Sunday, October 24, 2010

Accreditation is "Broken": NCAHF, CCAP and Some Personal Experience

here, I cite from a recent Consumer Health Digest issue by the National Council Against Health Fraud [NCAHF] which cites a recent Center for College Affordability and Productivity [CCAP] report [see 001., below]; then, I quote some from that report [see 002., below]; then, I attach it to naturopathy [see 003., below]:


"[CCAP] has published a detailed analysis of the role that accreditation has played in American higher education [... it] concludes 'our current system of higher education accreditation is broken [...] it does a poor job of conveying important information to those funding it, including the customers themselves (students) as well as major donors (governments, private philanthropists) [...] this study outlines a series of different  approaches to introducing a new system [...] new approaches to the accreditation process could give consumers more practical information on the strengths and weaknesses of institutions [...] and be ultimately governed by persons far removed from those being accredited' [...NCAHF says this] is relevant to consumer health because the current system permits schools to promote health care approaches that are not science-based."

Note: yeah, baby!  I'll take it one step further [see 003., below].

002. in that the position paper "The Inmates Running the Asylum? An Analysis of Higher Education Accreditation", Center for College Affordability and Productivity [2010-10] authors Gillen, Bennett and Vedder state their major recommendations:

"accreditation  [...] needs to be changed [...] first, any system of accreditation or certification must focus on quality control and improving matches of consumers and producers [...with] complete public disclosure not only of accreditation reports, but also of information about student outcomes [...] second, the current binary system where schools are either approved (accredited) or not-approved (not accredited) is unacceptable, and should be replaced by a system that provides vastly more indicators of quality in a far more nuanced fashion [...] third [...] most notably, accreditation today was largely created by institutions themselves to promote institutional self-interest, not the public interest [...or] broader public needs.

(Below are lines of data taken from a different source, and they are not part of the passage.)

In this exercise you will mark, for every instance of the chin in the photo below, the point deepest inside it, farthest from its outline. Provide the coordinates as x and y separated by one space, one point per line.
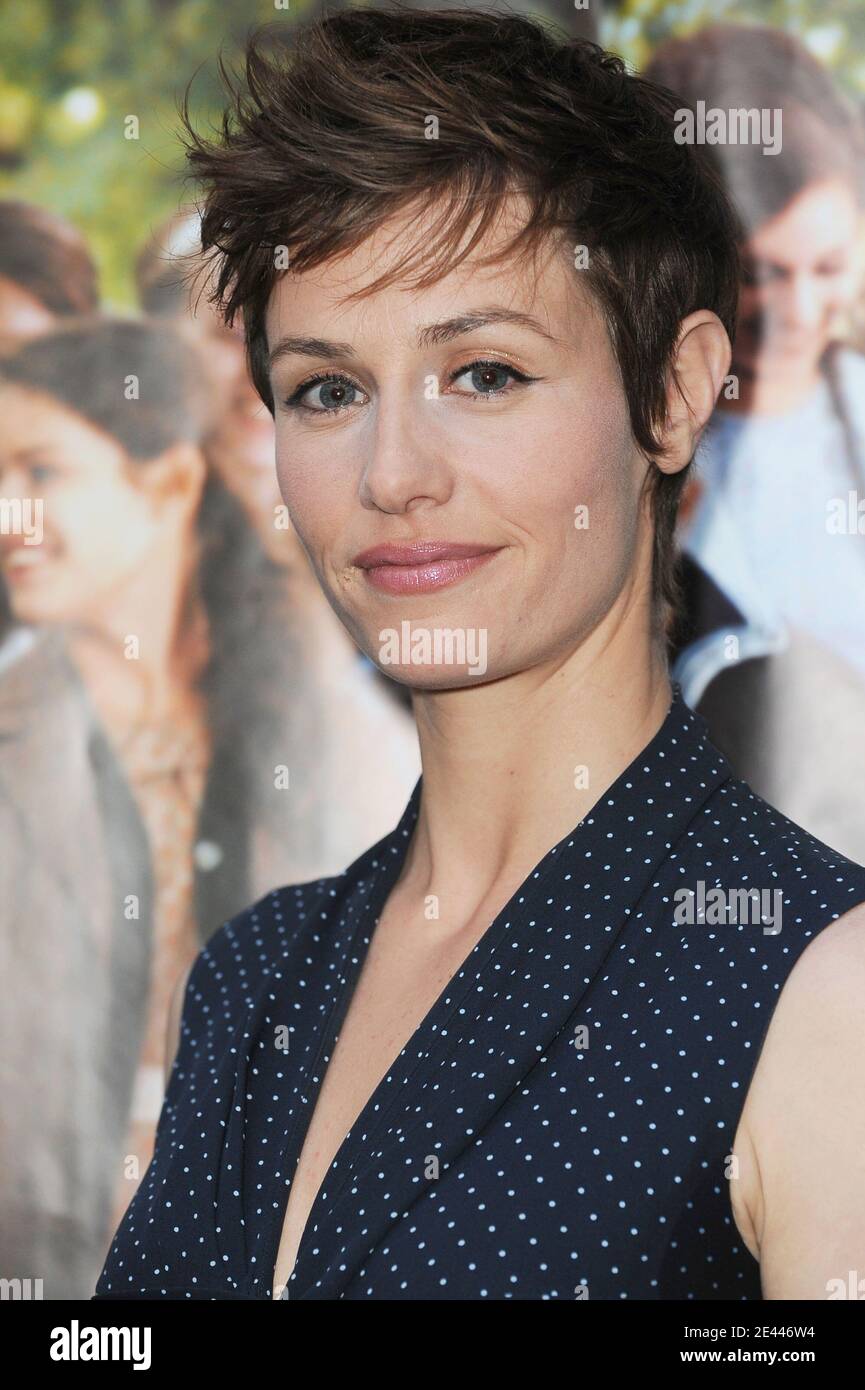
433 677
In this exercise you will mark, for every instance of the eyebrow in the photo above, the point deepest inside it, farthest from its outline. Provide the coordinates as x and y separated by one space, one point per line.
427 337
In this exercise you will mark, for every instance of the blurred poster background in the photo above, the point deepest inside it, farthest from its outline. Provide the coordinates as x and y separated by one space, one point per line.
184 724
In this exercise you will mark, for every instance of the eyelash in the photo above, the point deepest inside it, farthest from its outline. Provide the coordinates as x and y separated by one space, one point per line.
295 402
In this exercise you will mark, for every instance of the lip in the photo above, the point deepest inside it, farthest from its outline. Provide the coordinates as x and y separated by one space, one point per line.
422 566
18 563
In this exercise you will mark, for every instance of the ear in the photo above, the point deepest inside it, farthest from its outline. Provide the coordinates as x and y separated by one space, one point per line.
697 373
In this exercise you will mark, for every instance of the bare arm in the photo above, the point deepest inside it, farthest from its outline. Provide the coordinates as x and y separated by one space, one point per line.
173 1033
808 1122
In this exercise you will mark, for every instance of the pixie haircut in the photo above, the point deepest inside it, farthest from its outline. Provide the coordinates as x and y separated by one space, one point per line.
327 135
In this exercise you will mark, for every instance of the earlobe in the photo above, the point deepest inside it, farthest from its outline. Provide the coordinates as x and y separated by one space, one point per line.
696 377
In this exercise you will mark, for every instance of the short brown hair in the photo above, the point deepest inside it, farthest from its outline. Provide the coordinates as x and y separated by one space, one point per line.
326 138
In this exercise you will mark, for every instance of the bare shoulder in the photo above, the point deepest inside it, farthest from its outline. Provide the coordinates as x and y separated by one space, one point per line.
800 1198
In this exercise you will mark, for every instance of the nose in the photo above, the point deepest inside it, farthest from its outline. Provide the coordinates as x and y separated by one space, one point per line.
801 303
406 466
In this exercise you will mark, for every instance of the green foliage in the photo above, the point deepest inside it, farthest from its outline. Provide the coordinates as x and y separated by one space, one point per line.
833 29
73 71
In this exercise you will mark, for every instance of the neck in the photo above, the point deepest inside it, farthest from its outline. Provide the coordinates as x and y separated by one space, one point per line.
509 767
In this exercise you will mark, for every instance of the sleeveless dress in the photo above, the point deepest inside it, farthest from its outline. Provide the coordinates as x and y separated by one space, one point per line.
561 1123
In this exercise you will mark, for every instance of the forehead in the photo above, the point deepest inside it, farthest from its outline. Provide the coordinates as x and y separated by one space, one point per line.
822 217
541 285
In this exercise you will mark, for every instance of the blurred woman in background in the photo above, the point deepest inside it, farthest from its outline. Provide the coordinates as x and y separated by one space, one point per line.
773 648
163 754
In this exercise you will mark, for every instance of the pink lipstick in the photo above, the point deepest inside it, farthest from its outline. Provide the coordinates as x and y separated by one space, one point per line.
422 566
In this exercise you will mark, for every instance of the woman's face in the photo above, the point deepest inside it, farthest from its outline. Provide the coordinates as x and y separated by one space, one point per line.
800 275
96 526
429 448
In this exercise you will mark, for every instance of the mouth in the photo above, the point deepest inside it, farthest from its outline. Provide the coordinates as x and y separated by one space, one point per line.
22 562
422 566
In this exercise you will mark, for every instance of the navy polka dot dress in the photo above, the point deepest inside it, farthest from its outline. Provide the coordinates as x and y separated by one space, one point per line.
559 1125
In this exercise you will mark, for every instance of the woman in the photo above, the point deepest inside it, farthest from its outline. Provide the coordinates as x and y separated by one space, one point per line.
164 756
511 1052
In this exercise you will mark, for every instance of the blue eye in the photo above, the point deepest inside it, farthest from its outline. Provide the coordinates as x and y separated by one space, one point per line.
342 387
487 367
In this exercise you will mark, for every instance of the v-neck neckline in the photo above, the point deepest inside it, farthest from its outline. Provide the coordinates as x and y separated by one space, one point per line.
387 859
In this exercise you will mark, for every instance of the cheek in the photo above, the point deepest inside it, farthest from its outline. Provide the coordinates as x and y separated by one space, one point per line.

Fourth [...] a replacement system would be far more outcomes-based than current accreditation [...] fifth [...] the role of a single regulatory authority, most notably the federal government, should be minimized [...p.047] a move in this direction is badly needed and grossly overdue [p.048]."

Note: though issues of quality are matters of extent, I must emphasize that my criticism of naturopathy is not a sliding gray-scale like slippery-slope.  When naturopathy states that it is scientific and nonsectarian, I know it to actually be categorically [as opposed to qualitatively], at its essential core [e.g. vitalism, supernaturalism, etc.] not science and actually science-ejected.  Yet, they persist and they cannot be held accountable, because, as I know all too well, the system is as hugely broken as naturopathy essentially is hugely nonscientific.

003. I'll restate NCAHF's take [my words, not theirs, from my immediate experience]:

'this is relevant to consumer health because the current system permits schools to promote health care approaches that are not science-based and falsely label them as science-based.'

Note: e.g., naturopathy schools.  And, it's no longer then a matter of quality, but of categorical commercial fraud.